Thank you, thank you!! I’ve worked through the pain, fatigue (etc etc) and exercise intolerance and suffered over 40 years of eye-rolling from people, especially medical providers, when I mentioned my FM diagnosis and symptoms to the extent of hiding the diagnosis and telling some people I had the flu when I needed to decline an activity or call in to work.
Validation is such a relief it brings tears!
Glad to hear. You should know that there is a lot of evidence indicating that FM is a real disease! Check out 10 ways to prove that fibromyalgia is a real and serious disease.
https://www.healthrising.org/blog/2020/04/12/ten-ways-to-prove-that-fibromyalgia-is-a-real-and-serious-disease/
I’ve never read an article that sounds so familiar to what I’ve been through the last 8 years. I would need quite a few pages to describe from start to finish of how this all evolved. My pain with FM was over the top and I had given up with the hope that it would ever resolve until my rheumatologist ordered an immune panel. Everything was low but my IGg was below the threshold. Next stop was the immunologist with further tests and I was diagnosed with hypogammaglobulenemia. Less then three months after starting IVIG treatments, the pain had greatly diminished.
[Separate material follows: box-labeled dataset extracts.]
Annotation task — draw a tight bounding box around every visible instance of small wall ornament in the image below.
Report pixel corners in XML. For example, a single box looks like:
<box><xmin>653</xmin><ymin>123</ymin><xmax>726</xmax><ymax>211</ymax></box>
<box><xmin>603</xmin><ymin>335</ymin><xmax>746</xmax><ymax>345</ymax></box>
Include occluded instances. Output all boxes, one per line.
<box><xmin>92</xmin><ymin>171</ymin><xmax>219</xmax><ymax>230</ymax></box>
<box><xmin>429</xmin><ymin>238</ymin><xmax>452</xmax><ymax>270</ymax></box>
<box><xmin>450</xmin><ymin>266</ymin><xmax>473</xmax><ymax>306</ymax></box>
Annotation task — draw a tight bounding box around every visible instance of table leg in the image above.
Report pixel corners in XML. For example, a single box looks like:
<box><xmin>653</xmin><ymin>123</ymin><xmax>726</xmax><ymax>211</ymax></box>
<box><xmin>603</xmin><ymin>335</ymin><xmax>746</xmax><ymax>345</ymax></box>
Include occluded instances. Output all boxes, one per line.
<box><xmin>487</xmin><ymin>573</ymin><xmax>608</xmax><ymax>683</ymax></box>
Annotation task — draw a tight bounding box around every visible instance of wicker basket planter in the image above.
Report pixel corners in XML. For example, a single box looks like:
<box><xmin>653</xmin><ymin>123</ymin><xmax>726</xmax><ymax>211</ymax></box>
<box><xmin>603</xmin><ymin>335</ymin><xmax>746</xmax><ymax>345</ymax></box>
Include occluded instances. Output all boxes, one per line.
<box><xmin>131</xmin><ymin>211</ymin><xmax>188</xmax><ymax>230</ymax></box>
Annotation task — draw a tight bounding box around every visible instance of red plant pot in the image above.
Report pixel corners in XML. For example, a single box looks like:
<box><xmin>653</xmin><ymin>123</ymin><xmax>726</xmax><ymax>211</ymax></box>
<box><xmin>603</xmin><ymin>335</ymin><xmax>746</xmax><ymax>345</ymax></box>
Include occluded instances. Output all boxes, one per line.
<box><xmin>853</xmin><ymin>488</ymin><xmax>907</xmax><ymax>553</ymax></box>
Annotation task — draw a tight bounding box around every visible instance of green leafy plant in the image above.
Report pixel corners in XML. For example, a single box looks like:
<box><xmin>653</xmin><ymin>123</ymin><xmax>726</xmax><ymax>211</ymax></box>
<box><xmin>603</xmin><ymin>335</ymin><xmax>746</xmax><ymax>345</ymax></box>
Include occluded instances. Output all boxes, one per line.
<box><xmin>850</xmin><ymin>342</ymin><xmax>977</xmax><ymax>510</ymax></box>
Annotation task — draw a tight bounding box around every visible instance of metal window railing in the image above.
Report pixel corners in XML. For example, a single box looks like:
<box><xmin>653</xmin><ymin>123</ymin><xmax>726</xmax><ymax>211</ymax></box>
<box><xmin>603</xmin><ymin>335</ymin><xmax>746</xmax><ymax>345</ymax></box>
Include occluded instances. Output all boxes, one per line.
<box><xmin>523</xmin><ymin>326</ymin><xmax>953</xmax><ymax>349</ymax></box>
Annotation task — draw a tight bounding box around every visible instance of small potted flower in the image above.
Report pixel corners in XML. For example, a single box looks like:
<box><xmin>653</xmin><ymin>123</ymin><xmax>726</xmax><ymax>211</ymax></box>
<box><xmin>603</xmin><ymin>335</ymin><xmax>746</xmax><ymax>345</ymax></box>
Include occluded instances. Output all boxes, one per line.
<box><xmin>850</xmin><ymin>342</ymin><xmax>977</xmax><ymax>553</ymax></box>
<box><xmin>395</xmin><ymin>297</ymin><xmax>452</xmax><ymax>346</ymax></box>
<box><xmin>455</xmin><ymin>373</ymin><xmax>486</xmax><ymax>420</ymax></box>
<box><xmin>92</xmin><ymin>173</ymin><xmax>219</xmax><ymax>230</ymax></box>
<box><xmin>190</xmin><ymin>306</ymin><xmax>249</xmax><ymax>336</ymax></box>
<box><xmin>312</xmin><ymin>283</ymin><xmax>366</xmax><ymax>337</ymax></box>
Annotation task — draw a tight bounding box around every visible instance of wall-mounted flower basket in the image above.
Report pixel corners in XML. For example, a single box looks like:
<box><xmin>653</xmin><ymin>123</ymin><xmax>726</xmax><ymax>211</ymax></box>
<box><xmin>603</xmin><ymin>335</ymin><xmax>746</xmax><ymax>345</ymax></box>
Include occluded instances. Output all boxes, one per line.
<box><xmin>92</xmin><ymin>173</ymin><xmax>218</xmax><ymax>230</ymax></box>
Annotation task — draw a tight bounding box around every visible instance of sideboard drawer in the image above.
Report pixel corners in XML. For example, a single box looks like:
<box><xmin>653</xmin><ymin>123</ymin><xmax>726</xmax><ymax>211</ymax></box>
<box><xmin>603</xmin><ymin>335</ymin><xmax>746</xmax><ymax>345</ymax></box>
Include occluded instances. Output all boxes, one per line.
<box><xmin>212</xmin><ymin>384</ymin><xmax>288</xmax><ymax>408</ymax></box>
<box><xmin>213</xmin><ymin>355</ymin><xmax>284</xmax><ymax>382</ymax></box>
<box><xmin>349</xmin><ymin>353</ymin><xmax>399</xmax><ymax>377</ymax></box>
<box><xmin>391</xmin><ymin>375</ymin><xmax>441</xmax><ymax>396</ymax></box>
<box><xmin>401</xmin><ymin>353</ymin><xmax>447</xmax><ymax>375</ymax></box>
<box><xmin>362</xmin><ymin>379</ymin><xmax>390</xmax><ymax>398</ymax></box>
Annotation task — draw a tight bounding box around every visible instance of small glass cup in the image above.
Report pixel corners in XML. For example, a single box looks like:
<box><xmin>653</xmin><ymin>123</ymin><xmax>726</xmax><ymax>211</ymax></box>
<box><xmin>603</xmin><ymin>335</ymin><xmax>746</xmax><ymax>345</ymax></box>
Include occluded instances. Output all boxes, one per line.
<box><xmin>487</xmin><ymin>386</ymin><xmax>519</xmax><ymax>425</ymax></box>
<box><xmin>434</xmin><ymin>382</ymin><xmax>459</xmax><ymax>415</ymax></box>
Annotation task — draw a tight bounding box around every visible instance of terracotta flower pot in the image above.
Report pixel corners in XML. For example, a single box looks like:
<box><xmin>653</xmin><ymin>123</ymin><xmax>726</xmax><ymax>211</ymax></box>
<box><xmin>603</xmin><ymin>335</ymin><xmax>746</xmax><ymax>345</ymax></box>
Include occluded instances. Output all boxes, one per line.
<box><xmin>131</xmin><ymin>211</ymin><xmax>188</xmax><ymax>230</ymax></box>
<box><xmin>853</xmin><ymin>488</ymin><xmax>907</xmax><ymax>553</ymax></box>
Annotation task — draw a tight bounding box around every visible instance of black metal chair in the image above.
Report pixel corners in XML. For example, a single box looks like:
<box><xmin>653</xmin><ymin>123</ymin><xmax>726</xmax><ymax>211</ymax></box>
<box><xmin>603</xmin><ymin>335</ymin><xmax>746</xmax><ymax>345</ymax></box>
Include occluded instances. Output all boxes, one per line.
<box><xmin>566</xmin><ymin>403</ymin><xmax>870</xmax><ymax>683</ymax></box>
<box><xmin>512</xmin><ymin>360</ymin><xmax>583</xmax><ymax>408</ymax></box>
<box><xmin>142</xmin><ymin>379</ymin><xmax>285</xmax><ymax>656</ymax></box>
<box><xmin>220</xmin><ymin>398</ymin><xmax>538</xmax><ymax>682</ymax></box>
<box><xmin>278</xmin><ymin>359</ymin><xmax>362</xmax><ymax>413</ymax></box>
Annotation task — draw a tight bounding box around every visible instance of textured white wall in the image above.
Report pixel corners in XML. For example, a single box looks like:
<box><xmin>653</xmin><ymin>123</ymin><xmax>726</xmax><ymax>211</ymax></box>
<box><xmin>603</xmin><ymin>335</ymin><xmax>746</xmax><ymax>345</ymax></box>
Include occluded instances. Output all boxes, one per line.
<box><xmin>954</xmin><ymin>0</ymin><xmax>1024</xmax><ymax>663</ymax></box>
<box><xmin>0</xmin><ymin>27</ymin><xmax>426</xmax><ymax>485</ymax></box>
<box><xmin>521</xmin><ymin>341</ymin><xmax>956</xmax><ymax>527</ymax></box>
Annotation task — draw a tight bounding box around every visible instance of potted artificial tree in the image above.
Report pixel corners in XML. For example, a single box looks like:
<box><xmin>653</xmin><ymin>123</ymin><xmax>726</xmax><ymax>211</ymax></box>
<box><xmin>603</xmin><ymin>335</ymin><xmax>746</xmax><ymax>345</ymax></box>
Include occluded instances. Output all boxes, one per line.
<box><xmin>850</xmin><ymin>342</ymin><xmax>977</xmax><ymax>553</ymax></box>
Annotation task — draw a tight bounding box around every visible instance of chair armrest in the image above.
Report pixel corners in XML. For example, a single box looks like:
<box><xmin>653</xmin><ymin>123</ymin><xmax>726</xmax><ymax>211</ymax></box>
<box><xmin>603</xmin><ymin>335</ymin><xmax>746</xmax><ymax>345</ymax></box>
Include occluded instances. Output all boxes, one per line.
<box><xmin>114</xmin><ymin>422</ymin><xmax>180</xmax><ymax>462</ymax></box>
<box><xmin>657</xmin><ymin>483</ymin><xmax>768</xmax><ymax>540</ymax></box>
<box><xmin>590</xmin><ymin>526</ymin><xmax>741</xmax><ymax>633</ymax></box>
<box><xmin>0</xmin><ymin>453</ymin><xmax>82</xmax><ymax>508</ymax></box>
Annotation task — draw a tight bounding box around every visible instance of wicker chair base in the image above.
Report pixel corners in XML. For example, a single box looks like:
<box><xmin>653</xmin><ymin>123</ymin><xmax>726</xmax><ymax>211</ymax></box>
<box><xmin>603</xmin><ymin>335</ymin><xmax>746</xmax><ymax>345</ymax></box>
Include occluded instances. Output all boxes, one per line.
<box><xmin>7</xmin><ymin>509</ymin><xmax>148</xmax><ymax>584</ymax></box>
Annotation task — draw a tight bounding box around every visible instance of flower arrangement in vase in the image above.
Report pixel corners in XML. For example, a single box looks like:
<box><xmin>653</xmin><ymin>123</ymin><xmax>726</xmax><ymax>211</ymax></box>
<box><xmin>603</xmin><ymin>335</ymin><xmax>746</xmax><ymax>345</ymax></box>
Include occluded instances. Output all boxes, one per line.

I still have other issues but am so thankful that the pain is gone.
I had to comment after reading this article, and especially the comment from Tana Linge. I was diagnosed with FM in 2004 after having symptoms since childhood. I had often asked about FM and told the usual “all in your head.” I will be forever grateful to my rheumatologist who noticed that every cold or sinus issue turned into long term infections requiring months and multiple antibiotics to clear as well as relentless fatigue and brain fog. In 2014 he recommended immune testing which revealed hypogammaglobunemia (at age 50). I am just a few points above the number needed to treat with gamma globulin. However, it was a revelation to have an immunologist test my levels every 6 months and show that yeah, it is NOT all in my head! I am so glad to see continued research and your excellent blogs and articles. Thank you. I hope there is someday a treatment for this awful disorder.
I hope you get your numbers! Several ME/CFS and long COVID studies have shown that a subset of patients have an IgG subclass deficiency.